Alors qu’Israël a quitté la table des négociations, dimanche 3 mars, pour contraindre le Hamas à accepter une trêve aux conditions très défavorables, les représentants du mouvement palestinien ont fait savoir, ce vendredi, qu’ils ne feraient « aucun compromis ».

Le mouvement palestinien ne pouvait en effet accepter un accord dont les termes sont si éloignés de ses objectifs tactiques. Visant depuis 2006 à obtenir une trêve permanente avec Israël, dans le cadre de laquelle un Etat palestinien pourrait cohabiter avec l’Etat colonial sans le reconnaître officiellement, le Hamas ne peut accepter un cessez-le-feu temporaire. Alors qu’Israël refuse toute trêve permanente, l’Etat colonial se montre également peu enclin à libérer des prisonniers palestiniens. Les négociations portent désormais sur la proposition étatsunienne dont Ismaël Haniyeh a accepté en partie les termes, lors de sa visite au Caire le 20 février : 40 prisonniers israéliens détenus à Gaza seraient libérés en échange de 350 à 400 otages palestiniens dont plusieurs membres dirigeants des différentes factions de la résistance palestinienne. Le gouvernement d’extrême-droite refuse cependant de mettre fin aux hostilités et n’offre aucune garantie pour le retour des Gazaouis déplacés depuis le début de l’invasion de l’enclave.

Face au refus israélien d’accepter une trêve permanente et le retour des exilés, le Hamas a été contraint de refuser l’accord. Abandonnant les discussions, les représentants israéliens avaient quitté Le Caire, le 3 mars, afin de faire pression sur le mouvement palestinien et de le contraindre à accepter les termes de son diktat. Tandis que l’Etat colonial poursuit ses opérations génocidaires dans l’enclave gazaouie, intensifiant la pression sur le Hamas, le mouvement palestinien espère, de son côté, que l’aggravation des conditions humanitaires dans l’enclave et la multiplication des massacres coupent Israël de ses alliés internationaux et contraignent le gouvernement de la coalition d’extrême-droite à accepter une trêve permanente. En vain.
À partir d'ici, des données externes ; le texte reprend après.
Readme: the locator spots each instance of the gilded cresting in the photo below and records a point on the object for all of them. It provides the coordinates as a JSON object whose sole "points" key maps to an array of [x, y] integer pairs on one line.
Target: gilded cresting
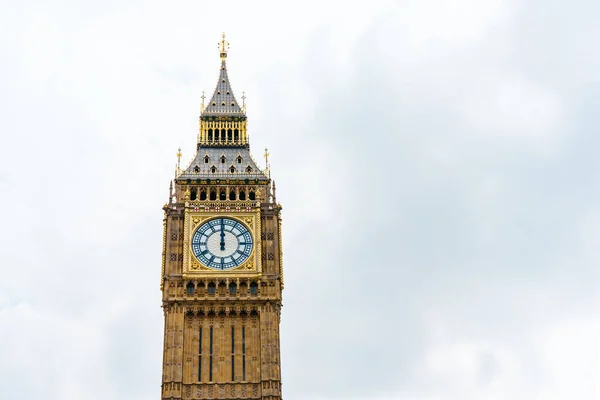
{"points": [[222, 268]]}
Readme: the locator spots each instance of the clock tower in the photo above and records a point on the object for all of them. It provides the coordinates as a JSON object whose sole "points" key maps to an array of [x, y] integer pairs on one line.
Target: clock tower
{"points": [[222, 271]]}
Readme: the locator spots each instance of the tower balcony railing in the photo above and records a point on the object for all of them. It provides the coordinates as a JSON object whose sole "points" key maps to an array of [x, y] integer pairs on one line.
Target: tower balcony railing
{"points": [[221, 175]]}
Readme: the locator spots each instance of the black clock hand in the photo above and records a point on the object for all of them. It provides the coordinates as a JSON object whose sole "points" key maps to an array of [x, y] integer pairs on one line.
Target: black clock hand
{"points": [[222, 236]]}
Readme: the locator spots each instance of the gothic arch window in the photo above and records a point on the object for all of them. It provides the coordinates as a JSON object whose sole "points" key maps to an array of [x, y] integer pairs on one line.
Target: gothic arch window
{"points": [[190, 288], [211, 288], [253, 289], [222, 288]]}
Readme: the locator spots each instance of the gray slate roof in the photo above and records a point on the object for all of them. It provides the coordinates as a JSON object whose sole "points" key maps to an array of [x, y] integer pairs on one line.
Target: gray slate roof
{"points": [[223, 101], [198, 169]]}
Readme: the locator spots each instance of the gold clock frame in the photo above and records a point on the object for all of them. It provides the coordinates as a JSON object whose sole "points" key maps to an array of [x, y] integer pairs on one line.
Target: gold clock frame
{"points": [[193, 268]]}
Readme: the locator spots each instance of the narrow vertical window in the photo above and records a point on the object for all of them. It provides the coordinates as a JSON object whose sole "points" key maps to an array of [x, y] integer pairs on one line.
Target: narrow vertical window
{"points": [[200, 356], [253, 289], [243, 353], [232, 353], [210, 356]]}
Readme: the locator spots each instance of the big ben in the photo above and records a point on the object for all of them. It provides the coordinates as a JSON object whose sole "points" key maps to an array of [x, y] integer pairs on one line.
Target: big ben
{"points": [[222, 271]]}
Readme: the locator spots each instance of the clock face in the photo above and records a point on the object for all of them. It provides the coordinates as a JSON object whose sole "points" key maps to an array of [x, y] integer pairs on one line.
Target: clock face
{"points": [[222, 243]]}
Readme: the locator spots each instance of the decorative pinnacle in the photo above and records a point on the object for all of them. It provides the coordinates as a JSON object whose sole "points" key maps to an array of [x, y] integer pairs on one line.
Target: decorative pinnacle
{"points": [[267, 162], [224, 46]]}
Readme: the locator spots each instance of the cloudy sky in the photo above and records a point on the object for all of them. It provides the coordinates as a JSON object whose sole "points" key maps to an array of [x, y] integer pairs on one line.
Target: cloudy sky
{"points": [[436, 162]]}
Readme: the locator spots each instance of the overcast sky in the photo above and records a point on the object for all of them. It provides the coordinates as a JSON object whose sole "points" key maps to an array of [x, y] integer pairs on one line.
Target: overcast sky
{"points": [[436, 162]]}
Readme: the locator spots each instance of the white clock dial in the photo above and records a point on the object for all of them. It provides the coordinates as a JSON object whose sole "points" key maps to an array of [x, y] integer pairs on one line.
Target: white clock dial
{"points": [[222, 243]]}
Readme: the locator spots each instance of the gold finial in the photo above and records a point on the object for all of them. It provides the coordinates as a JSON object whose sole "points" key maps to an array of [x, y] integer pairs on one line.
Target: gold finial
{"points": [[224, 46], [178, 161], [267, 167]]}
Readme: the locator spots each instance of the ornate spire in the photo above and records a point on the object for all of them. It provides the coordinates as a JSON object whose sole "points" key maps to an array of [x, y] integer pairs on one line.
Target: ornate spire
{"points": [[224, 45], [223, 102]]}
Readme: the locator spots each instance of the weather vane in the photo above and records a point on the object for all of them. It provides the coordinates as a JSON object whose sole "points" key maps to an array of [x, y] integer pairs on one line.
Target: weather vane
{"points": [[224, 46]]}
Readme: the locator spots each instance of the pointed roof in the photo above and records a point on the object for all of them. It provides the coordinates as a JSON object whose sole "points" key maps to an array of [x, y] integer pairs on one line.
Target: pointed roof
{"points": [[223, 102]]}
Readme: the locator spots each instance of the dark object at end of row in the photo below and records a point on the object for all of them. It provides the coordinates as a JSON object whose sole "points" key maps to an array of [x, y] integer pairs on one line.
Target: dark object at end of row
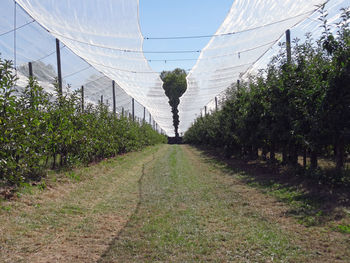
{"points": [[174, 140]]}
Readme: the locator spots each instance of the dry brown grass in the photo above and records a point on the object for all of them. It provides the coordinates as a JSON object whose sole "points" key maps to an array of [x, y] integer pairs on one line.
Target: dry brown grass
{"points": [[76, 218]]}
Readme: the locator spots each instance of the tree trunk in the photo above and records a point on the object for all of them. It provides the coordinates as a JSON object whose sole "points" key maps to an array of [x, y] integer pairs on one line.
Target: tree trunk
{"points": [[313, 160], [272, 152], [340, 152], [54, 161], [264, 153], [284, 155], [254, 153], [293, 154], [304, 158]]}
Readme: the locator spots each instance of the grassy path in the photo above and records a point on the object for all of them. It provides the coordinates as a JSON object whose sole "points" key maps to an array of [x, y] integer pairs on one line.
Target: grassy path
{"points": [[75, 219], [192, 212], [165, 204]]}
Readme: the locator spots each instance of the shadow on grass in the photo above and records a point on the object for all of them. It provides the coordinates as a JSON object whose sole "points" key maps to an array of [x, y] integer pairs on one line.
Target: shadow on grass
{"points": [[109, 251], [314, 197]]}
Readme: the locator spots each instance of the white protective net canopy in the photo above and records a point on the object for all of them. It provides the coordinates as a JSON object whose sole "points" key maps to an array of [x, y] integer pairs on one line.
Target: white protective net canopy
{"points": [[251, 28], [100, 40]]}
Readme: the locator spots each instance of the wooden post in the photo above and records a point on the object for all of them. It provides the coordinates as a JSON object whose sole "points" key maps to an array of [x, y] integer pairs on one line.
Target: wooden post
{"points": [[59, 71], [144, 114], [288, 46], [30, 66], [114, 105], [82, 98], [31, 77], [133, 109]]}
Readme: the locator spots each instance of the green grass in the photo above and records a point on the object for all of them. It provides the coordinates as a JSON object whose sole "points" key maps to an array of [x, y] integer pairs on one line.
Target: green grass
{"points": [[188, 215], [83, 203]]}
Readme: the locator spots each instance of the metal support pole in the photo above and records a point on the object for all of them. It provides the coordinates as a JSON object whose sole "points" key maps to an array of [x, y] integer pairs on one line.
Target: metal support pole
{"points": [[288, 46], [114, 105], [144, 114], [59, 70], [82, 98], [133, 109], [30, 66]]}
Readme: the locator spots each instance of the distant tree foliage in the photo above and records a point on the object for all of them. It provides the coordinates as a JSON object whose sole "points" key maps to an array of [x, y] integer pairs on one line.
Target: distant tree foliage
{"points": [[39, 130], [174, 85], [301, 107]]}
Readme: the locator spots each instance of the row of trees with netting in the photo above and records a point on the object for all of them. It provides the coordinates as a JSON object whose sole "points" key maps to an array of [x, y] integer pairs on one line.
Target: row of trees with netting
{"points": [[39, 130], [296, 106]]}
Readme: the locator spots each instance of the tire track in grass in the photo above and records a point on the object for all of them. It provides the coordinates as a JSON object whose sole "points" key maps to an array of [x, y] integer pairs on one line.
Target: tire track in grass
{"points": [[188, 214], [74, 222]]}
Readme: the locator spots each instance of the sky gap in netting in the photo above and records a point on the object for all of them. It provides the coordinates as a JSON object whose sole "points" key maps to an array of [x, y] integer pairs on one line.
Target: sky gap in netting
{"points": [[232, 56], [102, 41]]}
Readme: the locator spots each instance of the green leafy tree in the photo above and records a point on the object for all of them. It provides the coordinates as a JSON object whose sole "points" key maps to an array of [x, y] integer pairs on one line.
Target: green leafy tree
{"points": [[174, 86]]}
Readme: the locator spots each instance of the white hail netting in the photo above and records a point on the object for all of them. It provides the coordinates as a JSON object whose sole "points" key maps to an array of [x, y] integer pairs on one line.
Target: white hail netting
{"points": [[258, 25], [106, 35]]}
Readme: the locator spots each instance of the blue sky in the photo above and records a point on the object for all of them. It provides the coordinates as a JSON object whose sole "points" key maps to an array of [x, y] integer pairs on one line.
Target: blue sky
{"points": [[160, 18]]}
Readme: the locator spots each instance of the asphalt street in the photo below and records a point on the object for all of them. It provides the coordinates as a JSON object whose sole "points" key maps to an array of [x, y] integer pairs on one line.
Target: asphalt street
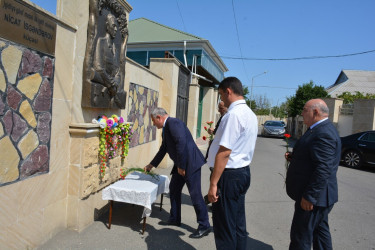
{"points": [[269, 213]]}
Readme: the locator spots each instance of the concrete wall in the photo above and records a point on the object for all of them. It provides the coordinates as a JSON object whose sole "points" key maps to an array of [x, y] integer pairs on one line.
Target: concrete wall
{"points": [[345, 125], [363, 115], [34, 210], [363, 118]]}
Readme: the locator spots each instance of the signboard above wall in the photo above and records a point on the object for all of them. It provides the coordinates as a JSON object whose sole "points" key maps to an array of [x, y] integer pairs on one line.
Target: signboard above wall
{"points": [[25, 24]]}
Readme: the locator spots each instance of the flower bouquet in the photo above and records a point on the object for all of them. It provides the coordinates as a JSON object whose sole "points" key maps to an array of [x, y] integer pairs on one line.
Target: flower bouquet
{"points": [[115, 134], [210, 136], [286, 136]]}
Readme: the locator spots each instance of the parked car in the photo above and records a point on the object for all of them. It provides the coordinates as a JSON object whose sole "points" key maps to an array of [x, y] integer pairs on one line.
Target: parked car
{"points": [[273, 128], [358, 149]]}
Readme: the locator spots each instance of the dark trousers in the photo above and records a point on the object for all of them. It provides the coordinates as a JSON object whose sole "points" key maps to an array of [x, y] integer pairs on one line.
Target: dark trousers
{"points": [[228, 213], [193, 182], [310, 227]]}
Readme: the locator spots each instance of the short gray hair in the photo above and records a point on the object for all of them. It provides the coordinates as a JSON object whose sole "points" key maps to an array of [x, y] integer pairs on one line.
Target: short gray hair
{"points": [[322, 107], [158, 111]]}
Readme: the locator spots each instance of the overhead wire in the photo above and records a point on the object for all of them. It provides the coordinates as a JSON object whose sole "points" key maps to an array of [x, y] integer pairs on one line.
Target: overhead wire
{"points": [[179, 11], [238, 39], [297, 58]]}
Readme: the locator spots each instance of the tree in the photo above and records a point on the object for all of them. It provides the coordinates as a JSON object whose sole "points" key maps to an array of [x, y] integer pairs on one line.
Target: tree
{"points": [[349, 97], [304, 93], [280, 111]]}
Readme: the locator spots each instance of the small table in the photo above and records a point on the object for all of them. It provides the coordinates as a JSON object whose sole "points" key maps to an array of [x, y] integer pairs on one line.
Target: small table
{"points": [[139, 189]]}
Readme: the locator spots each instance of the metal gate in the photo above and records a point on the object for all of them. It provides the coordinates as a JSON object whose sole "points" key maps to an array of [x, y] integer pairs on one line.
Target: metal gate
{"points": [[183, 94]]}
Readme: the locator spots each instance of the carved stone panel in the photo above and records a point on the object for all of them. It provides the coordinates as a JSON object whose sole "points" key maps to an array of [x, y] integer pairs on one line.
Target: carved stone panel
{"points": [[104, 64]]}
Alors qu’Israël a conduit, dans la nuit de samedi à dimanche, une soixantaine de frappes nocturnes, faisant au moins 85 victimes, près de Khan Younès, au sud de Gaza et au nord de Rafah, le gouvernement Netanyahou se montre inflexible et poursuit inéluctablement l’anéantissement de l’enclave gazaouie. Les Etats-Unis sont néanmoins de moins en moins convaincus par la stratégie israélienne. Vendredi 8 mars, le chef du Mossad et la direction de la CIA ont tenté de s’accorder sur les termes d’un nouvel accord tandis que Joe Biden multiplie hypocritement les opérations d’aides à destination des Gazaouis afin de restaurer son image auprès de la communauté internationale et de son électorat, dont une partie a déserté les rangs du camp démocrate.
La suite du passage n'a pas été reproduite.